Simone Boccara - 18 ans
1939

Jacques, Simone et Henri sont internés à la prison Montluc. Mme Bloch, non juive, est libérée. Le 11 mai 1944, Jacques et ses enfants sont transférés à Drancy. Henri est déporté le 15 mai 1944 par le convoi 73. Jacques et Simone partent par le convoi 74. Jacques et gazé à son arrivée à Auschwitz. Simone mourra du typhus à Bergen-Belsen en février 1945.

Après la guerre, un survivant du convoi 73 est venu dire à mes frères qu’Henri avait été libéré par les Russes à Riga, en Lettonie, dans un état d’épuisement total. Il n’avait pas dix-sept ans.

Mon père, Élie Boccara, a été libéré par les Russes à Oppeln, mais dans un état d’épuisement total, comme Henri.

Dario vit à Mulhouse. Il a eu quatre enfants : Jacques, Aubry, Olivia-Simone et Dario, qui lui ont donné dix petits-enfants.
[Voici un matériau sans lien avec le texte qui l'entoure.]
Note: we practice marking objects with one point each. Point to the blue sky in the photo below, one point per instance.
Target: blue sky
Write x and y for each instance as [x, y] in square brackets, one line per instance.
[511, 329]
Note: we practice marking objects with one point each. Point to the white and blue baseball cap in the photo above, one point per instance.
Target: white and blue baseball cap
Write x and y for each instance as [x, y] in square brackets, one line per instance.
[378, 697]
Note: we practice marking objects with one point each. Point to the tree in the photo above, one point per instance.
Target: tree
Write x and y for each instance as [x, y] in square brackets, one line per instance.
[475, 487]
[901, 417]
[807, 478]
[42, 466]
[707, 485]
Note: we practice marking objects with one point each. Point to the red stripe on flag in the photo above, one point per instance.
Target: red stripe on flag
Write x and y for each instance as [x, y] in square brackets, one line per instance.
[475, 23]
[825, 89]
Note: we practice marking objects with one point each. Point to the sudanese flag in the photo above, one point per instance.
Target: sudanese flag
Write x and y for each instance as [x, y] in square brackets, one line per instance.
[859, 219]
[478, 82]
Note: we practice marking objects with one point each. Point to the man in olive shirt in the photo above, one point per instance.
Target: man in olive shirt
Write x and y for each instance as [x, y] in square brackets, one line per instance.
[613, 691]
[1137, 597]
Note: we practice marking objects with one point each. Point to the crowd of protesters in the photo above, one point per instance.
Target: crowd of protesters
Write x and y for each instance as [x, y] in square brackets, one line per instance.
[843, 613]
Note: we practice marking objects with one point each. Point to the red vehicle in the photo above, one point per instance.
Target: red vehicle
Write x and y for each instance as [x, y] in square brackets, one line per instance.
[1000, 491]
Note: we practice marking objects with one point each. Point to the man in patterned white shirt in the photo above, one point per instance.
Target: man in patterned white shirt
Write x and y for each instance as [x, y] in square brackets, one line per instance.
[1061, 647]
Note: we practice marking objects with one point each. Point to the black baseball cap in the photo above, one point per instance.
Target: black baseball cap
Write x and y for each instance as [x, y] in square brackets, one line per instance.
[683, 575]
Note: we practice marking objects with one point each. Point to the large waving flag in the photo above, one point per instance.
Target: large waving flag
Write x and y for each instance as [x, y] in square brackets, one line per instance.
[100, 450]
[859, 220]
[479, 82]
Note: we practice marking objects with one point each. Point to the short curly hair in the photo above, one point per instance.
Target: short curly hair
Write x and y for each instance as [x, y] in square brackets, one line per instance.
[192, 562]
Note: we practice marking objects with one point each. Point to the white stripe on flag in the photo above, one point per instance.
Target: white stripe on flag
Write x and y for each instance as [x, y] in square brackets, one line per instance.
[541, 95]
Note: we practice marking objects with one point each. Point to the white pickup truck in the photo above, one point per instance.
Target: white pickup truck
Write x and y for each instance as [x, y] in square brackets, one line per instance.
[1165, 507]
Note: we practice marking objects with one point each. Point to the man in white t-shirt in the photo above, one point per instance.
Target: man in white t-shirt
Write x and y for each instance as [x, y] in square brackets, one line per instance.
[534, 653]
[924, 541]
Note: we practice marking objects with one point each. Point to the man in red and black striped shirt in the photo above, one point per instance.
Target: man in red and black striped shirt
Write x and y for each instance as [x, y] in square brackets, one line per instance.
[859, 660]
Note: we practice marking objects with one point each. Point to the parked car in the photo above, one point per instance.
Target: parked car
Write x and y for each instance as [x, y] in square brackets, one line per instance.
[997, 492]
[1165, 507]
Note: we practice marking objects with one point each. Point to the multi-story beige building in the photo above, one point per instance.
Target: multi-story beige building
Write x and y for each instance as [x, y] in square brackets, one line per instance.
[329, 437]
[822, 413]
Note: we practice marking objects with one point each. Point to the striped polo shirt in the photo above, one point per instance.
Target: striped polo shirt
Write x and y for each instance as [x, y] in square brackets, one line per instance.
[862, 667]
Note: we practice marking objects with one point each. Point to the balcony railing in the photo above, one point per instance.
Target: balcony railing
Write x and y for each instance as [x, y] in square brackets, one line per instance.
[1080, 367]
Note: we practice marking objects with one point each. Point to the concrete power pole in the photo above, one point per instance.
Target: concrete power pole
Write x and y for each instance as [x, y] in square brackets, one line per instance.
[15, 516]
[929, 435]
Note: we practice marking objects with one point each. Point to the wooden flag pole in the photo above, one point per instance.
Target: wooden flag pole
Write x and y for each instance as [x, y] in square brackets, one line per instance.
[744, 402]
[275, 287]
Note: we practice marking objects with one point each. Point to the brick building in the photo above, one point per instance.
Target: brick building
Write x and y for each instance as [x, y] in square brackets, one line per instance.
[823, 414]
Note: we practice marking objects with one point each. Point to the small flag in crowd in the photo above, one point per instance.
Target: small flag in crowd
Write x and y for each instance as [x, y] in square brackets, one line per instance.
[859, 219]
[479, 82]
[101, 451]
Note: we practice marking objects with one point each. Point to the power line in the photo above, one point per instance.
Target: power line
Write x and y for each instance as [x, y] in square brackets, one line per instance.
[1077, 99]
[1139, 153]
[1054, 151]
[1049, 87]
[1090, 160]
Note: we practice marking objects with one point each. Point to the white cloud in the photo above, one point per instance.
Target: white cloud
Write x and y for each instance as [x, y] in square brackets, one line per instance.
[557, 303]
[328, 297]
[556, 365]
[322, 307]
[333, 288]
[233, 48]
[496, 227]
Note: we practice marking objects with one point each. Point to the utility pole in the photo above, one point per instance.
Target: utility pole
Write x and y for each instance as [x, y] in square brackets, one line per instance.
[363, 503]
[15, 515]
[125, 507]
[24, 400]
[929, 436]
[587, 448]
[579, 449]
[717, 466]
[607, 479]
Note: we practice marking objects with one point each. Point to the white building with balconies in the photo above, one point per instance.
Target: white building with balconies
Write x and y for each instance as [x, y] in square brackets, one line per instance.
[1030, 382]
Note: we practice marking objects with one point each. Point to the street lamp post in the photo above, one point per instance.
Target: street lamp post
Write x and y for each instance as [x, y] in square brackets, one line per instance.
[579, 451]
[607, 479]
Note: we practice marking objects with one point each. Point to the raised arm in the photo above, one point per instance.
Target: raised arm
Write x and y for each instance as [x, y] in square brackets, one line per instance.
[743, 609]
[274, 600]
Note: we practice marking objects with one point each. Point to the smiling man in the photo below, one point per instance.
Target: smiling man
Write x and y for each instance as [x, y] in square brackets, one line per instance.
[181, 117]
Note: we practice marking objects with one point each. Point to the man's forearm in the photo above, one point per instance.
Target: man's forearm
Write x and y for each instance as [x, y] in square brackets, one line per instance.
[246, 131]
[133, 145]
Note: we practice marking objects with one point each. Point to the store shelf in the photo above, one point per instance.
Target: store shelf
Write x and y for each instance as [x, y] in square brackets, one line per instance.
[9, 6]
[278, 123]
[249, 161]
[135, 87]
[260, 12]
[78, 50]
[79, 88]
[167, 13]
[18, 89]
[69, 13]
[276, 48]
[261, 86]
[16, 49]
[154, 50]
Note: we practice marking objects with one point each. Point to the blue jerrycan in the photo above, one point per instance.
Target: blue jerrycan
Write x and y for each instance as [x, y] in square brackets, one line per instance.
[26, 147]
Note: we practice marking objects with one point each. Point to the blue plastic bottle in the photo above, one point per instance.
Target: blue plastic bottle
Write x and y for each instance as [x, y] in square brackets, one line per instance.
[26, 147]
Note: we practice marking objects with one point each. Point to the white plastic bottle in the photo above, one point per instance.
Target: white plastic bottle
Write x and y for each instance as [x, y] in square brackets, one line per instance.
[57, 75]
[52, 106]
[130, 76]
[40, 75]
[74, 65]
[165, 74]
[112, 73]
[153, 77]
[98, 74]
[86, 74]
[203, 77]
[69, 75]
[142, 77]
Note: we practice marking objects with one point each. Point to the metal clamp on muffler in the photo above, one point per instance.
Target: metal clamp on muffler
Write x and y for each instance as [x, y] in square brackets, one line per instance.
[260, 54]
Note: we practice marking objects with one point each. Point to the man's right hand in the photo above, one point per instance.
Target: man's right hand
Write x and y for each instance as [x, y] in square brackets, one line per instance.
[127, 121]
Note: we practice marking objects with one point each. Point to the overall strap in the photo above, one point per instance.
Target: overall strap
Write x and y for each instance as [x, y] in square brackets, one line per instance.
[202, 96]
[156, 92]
André a eu une fille, Koukina, et un garçon, Henry. Il est mort à l’âge de cinquante-neuf ans, en 1981.

Jean vit à Paris. De ses trois unions, il a eu deux filles, Gilberte et Sarah, et deux garçons, Pascal et Jacques. Il a trois petits-enfants.

Mireille Boccara

 

 

Jacques Boccara, 55 ans (1938)

 


Décrets Crémieux : du nom d'Adolphe Crémieux, avocat et homme politique français (1796-1880). Il fut ministre de la Justice en 1848 et en 1870. Les décrets Crémieux (24 octobre 1870) conférèrent la qualité de citoyens français aux Juifs d'Algérie. (Petit Larousse) (N.D.L.R.)